Bertemu Ki Polak

3 0 0
                                    

Beberapa kejadian memang tidak pernah terduga. Kembali lagi mereka membuang tanpa rasa iba. Tidak ada satupun dari mereka yang mempunyai nurani. Aku berada di titik terendah dan masih sempat direndahkan lagi. Mereka menganggap diri sebagai manusia paling sempurna dan tidak pernah berbuat salah. Baiklah, aku ikuti kemauan mereka.

***

Pada kehamilan pertamanya dulu, Isah sangat terbantu dengan adanya Nek Risok. Namun, kehamilan sekarang tidak bisa ia beritahu siapapun termasuk neneknya. Isah harus sebisa mungkin menyembunyikannya dari keluarga maupun dari warga.

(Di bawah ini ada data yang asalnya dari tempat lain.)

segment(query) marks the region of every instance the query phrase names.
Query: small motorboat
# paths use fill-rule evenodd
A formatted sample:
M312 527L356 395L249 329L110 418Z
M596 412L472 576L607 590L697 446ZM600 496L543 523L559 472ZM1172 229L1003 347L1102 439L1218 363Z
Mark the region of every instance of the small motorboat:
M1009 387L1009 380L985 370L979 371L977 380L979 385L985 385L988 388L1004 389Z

Namun, sepandai-pandainya Isah menyembunyikan bangkai, mereka pasti bisa mengendusnya. Warga sudah curiga kalau Isah sedang mengandung. Warga mengawasi Isah ketika sedang membeli keperluan bahan pokok ke warung.

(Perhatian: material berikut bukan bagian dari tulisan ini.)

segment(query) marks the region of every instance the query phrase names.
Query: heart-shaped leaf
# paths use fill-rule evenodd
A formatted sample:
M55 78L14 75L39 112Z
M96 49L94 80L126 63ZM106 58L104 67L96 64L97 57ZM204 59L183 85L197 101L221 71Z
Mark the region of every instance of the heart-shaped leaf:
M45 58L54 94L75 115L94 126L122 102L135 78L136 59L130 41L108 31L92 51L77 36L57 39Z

“Isah…kamu hamil? Kenapa perut kamu terlihat besar?” kata Bu Ciot yang melihat Isah lewat dari rumahnya.

“Mungkin ini lemakku, Bu. Tubuhku sekarang semakin gemuk” sela Isah.

“Iya juga sih” jawab Bu Ciot. 

Terlepas dari cibiran warga, Isah membatasi diri untuk berinteraksi dan keluar rumah lagi. Dia lebih banyak melakukan kegiatan di dalam rumah, sekalinya ia keluar rumah hanya untuk mengambil air minum di sumur. Dia harus menutupi perutnya dengan kain berlapis-lapis dan mengenakan baju yang berukuran besar. Kebutuhan pangan dan sebagainya sudah ia siapkan dari beberapa bulan lalu. Isah berharap bisa memerankan sandiwaranya dengan baik. 

Lambat laun warga tidak bisa lagi dimanipulasi oleh Isah. Mereka mengetahui kalau Isah sudah mencemari nama kampung dengan hamil di luar nikah. Isah telah melakukan perzinahan yang melanggar norma agama dan asusila. Ini yang membuat warga murka.

“Isah…kamu pergi dari sini” teriak Kepala Desa Palangan yang bernama Pak Agus.

“Isah…keluar kamu! Kamu sudah mencoreng nama baik kampung kita” tambah Pak Salim yang merupakan tetangga Isah. Ia yang menyebarkan informasi kalau Isah sedang hamil. Pak Salim menyaksikan Isah sedang memasak sambil memegang perutnya yang besar.

“Iya Isah…keluar kamu! Pergi dari kampung kami!” celetuk warga lain.

Isah yang mendengar suara ribut keluar untuk memeriksanya. Dia terkejut ketika melihat kerumunan warga yang membawa obor. Mereka terus meneriaki Isah.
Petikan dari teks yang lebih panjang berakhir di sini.